No one really knows how many opiate Rxs are really needed – it is probably in the BILLIONS… it is certainly not LESS THAN 200 MILLION.
If you bothered to read the article – or my opinion – NOT ONE REPUBLICAN SIGNED THIS LETTER.
If you look back in history it was a Democratic controlled Congress that passed the Harrison Narcotic Act 1917 and the Controlled Substance Act 1970
It was a Republican controlled Congress that passed the Medicare Part D bill and the “Decade of pain legislation ” 2000
Filed under: General Problems
It is Democrats more so than Republicans pushing to do the most harm now that Sessions is gone, you’ve shown that here Steve.
So, Doesnt this new Surgeon General have anything to say in this matter? Seems to me he should after attending that AMA meeting.

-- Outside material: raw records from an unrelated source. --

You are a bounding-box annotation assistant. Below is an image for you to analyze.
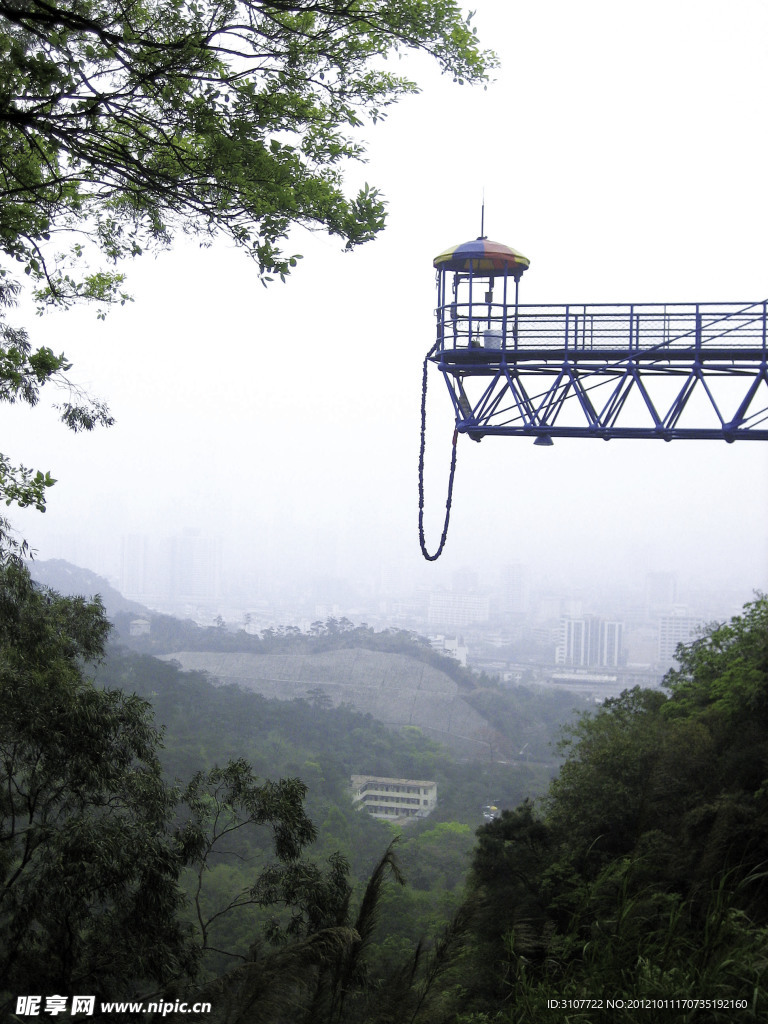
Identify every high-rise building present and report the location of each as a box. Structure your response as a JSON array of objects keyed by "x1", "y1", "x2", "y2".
[
  {"x1": 555, "y1": 615, "x2": 624, "y2": 668},
  {"x1": 658, "y1": 614, "x2": 701, "y2": 665}
]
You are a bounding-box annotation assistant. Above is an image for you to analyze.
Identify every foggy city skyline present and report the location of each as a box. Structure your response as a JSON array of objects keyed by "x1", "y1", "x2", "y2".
[{"x1": 0, "y1": 0, "x2": 768, "y2": 614}]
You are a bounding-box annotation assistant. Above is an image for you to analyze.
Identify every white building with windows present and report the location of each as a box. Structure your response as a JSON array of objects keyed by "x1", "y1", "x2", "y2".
[{"x1": 351, "y1": 775, "x2": 437, "y2": 821}]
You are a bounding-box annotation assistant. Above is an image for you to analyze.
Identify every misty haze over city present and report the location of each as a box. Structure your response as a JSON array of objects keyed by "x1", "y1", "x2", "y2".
[{"x1": 2, "y1": 3, "x2": 768, "y2": 684}]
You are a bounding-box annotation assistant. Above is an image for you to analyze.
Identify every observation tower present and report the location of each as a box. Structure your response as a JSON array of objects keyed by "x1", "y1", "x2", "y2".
[{"x1": 419, "y1": 237, "x2": 768, "y2": 560}]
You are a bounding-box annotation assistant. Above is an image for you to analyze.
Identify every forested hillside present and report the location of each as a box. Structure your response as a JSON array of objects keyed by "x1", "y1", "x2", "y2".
[{"x1": 0, "y1": 563, "x2": 768, "y2": 1024}]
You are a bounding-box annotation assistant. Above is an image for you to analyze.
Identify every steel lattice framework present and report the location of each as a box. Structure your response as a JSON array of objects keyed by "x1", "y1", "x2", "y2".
[{"x1": 428, "y1": 240, "x2": 768, "y2": 444}]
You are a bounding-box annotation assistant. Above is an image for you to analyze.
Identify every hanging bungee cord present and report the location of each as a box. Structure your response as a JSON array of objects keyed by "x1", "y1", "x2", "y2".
[
  {"x1": 419, "y1": 227, "x2": 768, "y2": 561},
  {"x1": 419, "y1": 342, "x2": 459, "y2": 562}
]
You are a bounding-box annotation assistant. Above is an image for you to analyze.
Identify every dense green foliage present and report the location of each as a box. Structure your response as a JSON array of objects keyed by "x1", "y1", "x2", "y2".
[
  {"x1": 0, "y1": 560, "x2": 385, "y2": 1015},
  {"x1": 0, "y1": 548, "x2": 768, "y2": 1024},
  {"x1": 444, "y1": 598, "x2": 768, "y2": 1024},
  {"x1": 0, "y1": 0, "x2": 495, "y2": 510}
]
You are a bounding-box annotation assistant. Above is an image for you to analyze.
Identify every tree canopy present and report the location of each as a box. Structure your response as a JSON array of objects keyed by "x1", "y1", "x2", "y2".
[
  {"x1": 0, "y1": 0, "x2": 496, "y2": 511},
  {"x1": 0, "y1": 0, "x2": 494, "y2": 304}
]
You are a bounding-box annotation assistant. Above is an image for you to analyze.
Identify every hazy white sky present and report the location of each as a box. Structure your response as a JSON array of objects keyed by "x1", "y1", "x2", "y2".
[{"x1": 6, "y1": 0, "x2": 768, "y2": 600}]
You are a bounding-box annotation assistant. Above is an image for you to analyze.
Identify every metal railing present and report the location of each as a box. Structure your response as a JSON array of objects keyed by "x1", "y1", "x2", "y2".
[{"x1": 437, "y1": 300, "x2": 768, "y2": 357}]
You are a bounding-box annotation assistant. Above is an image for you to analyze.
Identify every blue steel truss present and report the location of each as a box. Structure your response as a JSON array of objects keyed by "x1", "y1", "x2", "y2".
[{"x1": 428, "y1": 296, "x2": 768, "y2": 444}]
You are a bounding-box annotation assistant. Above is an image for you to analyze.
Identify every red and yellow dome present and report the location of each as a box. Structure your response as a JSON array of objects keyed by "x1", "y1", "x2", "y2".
[{"x1": 432, "y1": 239, "x2": 530, "y2": 278}]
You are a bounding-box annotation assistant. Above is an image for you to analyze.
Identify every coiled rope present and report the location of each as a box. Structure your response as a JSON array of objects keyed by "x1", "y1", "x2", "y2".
[{"x1": 419, "y1": 350, "x2": 459, "y2": 562}]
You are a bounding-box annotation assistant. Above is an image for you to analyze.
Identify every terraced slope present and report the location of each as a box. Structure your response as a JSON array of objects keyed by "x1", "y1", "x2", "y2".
[{"x1": 164, "y1": 648, "x2": 489, "y2": 758}]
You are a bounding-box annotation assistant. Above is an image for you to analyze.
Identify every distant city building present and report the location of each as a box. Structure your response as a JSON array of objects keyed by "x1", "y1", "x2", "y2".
[
  {"x1": 501, "y1": 562, "x2": 530, "y2": 615},
  {"x1": 429, "y1": 635, "x2": 469, "y2": 669},
  {"x1": 658, "y1": 614, "x2": 701, "y2": 665},
  {"x1": 427, "y1": 591, "x2": 490, "y2": 630},
  {"x1": 555, "y1": 615, "x2": 624, "y2": 668},
  {"x1": 351, "y1": 775, "x2": 437, "y2": 821}
]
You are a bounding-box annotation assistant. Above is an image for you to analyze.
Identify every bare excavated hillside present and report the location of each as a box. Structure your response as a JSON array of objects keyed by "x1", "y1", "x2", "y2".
[{"x1": 164, "y1": 648, "x2": 490, "y2": 759}]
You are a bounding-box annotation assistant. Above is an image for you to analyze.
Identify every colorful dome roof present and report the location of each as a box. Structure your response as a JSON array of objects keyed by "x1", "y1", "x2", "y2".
[{"x1": 432, "y1": 239, "x2": 530, "y2": 278}]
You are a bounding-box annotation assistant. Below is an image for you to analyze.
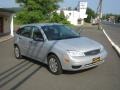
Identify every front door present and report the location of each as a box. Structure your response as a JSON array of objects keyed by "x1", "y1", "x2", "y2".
[
  {"x1": 0, "y1": 17, "x2": 3, "y2": 34},
  {"x1": 29, "y1": 27, "x2": 44, "y2": 62}
]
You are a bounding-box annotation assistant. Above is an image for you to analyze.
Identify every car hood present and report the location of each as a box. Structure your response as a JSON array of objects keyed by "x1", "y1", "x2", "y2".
[{"x1": 55, "y1": 37, "x2": 102, "y2": 52}]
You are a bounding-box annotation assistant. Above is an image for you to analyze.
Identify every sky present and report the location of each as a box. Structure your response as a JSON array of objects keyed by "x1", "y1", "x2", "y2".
[
  {"x1": 0, "y1": 0, "x2": 120, "y2": 14},
  {"x1": 60, "y1": 0, "x2": 120, "y2": 14}
]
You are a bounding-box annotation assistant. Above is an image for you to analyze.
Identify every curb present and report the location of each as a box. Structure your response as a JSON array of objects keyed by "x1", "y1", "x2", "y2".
[
  {"x1": 0, "y1": 36, "x2": 13, "y2": 43},
  {"x1": 102, "y1": 29, "x2": 120, "y2": 55}
]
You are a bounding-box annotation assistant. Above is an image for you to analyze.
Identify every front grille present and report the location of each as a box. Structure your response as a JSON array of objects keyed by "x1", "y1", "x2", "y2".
[{"x1": 84, "y1": 49, "x2": 100, "y2": 56}]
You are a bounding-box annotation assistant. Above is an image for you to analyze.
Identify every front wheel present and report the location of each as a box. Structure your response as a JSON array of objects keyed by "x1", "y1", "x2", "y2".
[{"x1": 48, "y1": 55, "x2": 62, "y2": 75}]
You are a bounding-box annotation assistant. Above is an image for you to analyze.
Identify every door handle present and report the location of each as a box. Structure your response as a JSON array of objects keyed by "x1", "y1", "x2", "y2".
[{"x1": 19, "y1": 37, "x2": 22, "y2": 39}]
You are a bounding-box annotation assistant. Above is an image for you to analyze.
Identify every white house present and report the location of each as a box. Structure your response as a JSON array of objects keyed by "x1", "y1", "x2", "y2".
[
  {"x1": 57, "y1": 1, "x2": 87, "y2": 25},
  {"x1": 0, "y1": 0, "x2": 18, "y2": 36}
]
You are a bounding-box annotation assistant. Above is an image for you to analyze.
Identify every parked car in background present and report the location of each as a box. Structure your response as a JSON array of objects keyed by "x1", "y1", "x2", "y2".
[{"x1": 14, "y1": 23, "x2": 107, "y2": 75}]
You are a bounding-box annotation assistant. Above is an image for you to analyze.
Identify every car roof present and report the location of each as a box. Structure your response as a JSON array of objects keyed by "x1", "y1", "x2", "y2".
[{"x1": 20, "y1": 23, "x2": 62, "y2": 28}]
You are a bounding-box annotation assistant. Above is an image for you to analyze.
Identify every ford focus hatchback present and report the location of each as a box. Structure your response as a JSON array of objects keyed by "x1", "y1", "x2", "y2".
[{"x1": 14, "y1": 24, "x2": 107, "y2": 75}]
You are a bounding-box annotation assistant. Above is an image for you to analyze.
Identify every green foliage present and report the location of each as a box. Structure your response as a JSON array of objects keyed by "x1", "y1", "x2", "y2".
[
  {"x1": 85, "y1": 8, "x2": 96, "y2": 23},
  {"x1": 16, "y1": 0, "x2": 66, "y2": 24}
]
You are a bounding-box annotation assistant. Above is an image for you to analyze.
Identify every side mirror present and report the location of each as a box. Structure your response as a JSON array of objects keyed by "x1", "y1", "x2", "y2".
[{"x1": 33, "y1": 37, "x2": 44, "y2": 41}]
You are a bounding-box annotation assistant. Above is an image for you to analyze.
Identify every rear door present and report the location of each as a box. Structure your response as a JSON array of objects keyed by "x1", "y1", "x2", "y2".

What a nightmare all this has become!
Ditto Donna,,I really don’t think these idiots realize,,,we are not inanimate objects,,,,when u f–w/someone health care u f– w/their ability to live life,,,Humans have a soul,,,cars do not,,,I swear,,it is true what Einstein said,,,,When human beings rely more on machines/data to do their thinking,,,we have raised a bunch of IDIOTS,,,maryw
“Within the public comment period, the DEA received seventeen comments from three DEA-registered manufacturers regarding sixteen different schedule I and II controlled substances and one comment from a DEA-registered manufacturer regarding the proposed assessment of annual needs for the list I chemical phenylpropanolamine (for conversion). Commenters stated the proposed aggregate production quotas for 4-anilino-n-phenethyl-4-piperadine (ANPP), amphetamine (for conversion), codeine (for sale), diphenoxylate, fentanyl, gamma hydroxybutyric acid, hydrocodone (for sale), lisdexamfetamine, methadone, methadone-intermediate, methylphenidate, morphine (for conversion), morphine (for sale), oxycodone (for sale), oxymorphone (for sale), sufentanil, as well as the proposed assessment of annual needs for phenylpropanolamine (for conversion), WERE INSUFFICIENT to provide for the estimated medical, scientific, research, and industrial needs of the United States, export requirements, and the establishment and maintenance of reserve stocks.”